2.6. NRF2 nuclear translocation by immunofluorescence and western blotting

For immunofluorescence assays, HCT116 cells were seeded in glass-bottom petri dishes at a concentration of 2 × 10⁴ per well with DMEM containing 10% FBS and 1% antibiotics (equal mixture of 0.5% penicillin and 0.5% streptomycin) overnight. The cells were then incubated with or without 10 μM RUT for 6 h and fixed with 4% paraformalde-hyde for 10 min. The cells were blocked with 3% bovine serum albumin in TBS (Tris buffered saline) for 40 min, and then incubated with NRF2 antibody (dilution of 1:100) overnight at 4 °C. After washing three times with TBS containing 0.1% Tween 20, the cells were incubated with a fluorescein isothiocyanate (FITC)-conjugated goat-anti-rabbit antibody for 2 h and washed 3 times with TBS containing 0.1% Tween 20. Finally, the cells were stained with 10 μg/mL Hoechst33342 for 15 min and examined with a 3D living cell high speed multicolor laser scanning confocal microscope (Perkin Elmer Life Science, Cambridge, UK) after washed thrice with phosphate-buffered saline.
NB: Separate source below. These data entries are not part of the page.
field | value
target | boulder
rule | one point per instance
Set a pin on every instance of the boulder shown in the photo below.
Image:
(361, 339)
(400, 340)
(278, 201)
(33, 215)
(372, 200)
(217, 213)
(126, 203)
For western blots, HCT116 cells were seeded into 6-well dishes at a concentration of 2 × 10⁵ per well with DMEM containing 10% FBS and 1% antibiotics. After attachment, cells were incubated with SFN (10 μM) or RUT (5 μM and 10 μM) for 24 h. The Protein Extraction Kit (Beyotime Biotechnology, Shanghai, China) was used to isolate the nuclear and cytosol protein according to the manufacturers protocol. The concentrations of collected protein were determined with the bicinchoninic acid assay and the samples were stored at −80°C until use. ProteinSimple Wes protein analysis (San Jose, CA) was used to detect NRF2 levels according to the user’s guide.